Search code examples
c++clangvectorizationauto-vectorization

auto vectorization with modulo index?


I'm trying to make clang++ auto-vectorize a simple bit scrambling loop that does something like this:

for(int i = 0; i < sz; ++i) {
   dst[i] = src[i] ^ key[i]
}

if dst, src and key are the same length, the compiler has no problem vectorizing this loop, but what I really want to do is this:

for(int i = 0; i < sz; ++i) {
   dst[i] = src[i] ^ key[i % 64];
}

I don't need key to be as long as the data, but when I add the % 64 the vectorizer runs away and I'm left with a normal loop. This happens even with % 8 which is the size of the SIMD registers.
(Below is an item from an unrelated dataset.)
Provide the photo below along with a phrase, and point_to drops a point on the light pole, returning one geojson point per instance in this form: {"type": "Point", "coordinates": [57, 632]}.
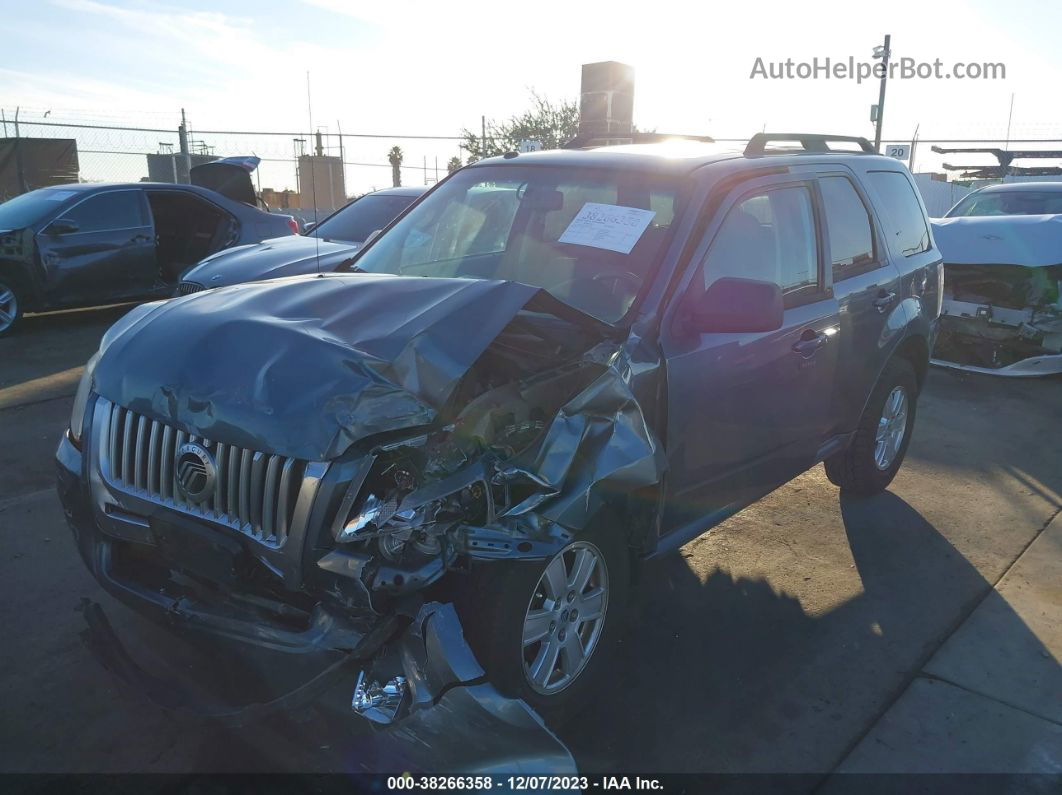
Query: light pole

The next thing I tried was this:

char d = 0x80
for(int i = 0; i < sz; ++i) {
   dst[i] = src[i] ^ d;
   ++d;
}

but the vectorizer didn't like this as well.
Doing this however:

for(int i = 0; i < sz; ++i) {
   dst[i] = src[i] ^ 0x80;
   ++d;
}

did get vectorized fine, but having a key of just one byte is shorter than what I hoped for.

Is there a way to do something like this in a way that pleases the vectorizer?


Solution

  • I can reproduce this with Apple's (Xcode) clang. Using modulo-64 blocks appears to satisfy the vectorizer:

    int i = 0; /* current index. */
    
    int szd = sz / 64;
    int szm = sz % 64;
    for (int j = 0; j < szd; j++)
    {
        for (int k = 0; k < 64; i++, k++)
            dst[i] = src[i] ^ key[k];
    }
    
    for (int k = 0; k < szm; i++, k++)
         dst[i] = src[i] ^ key[k];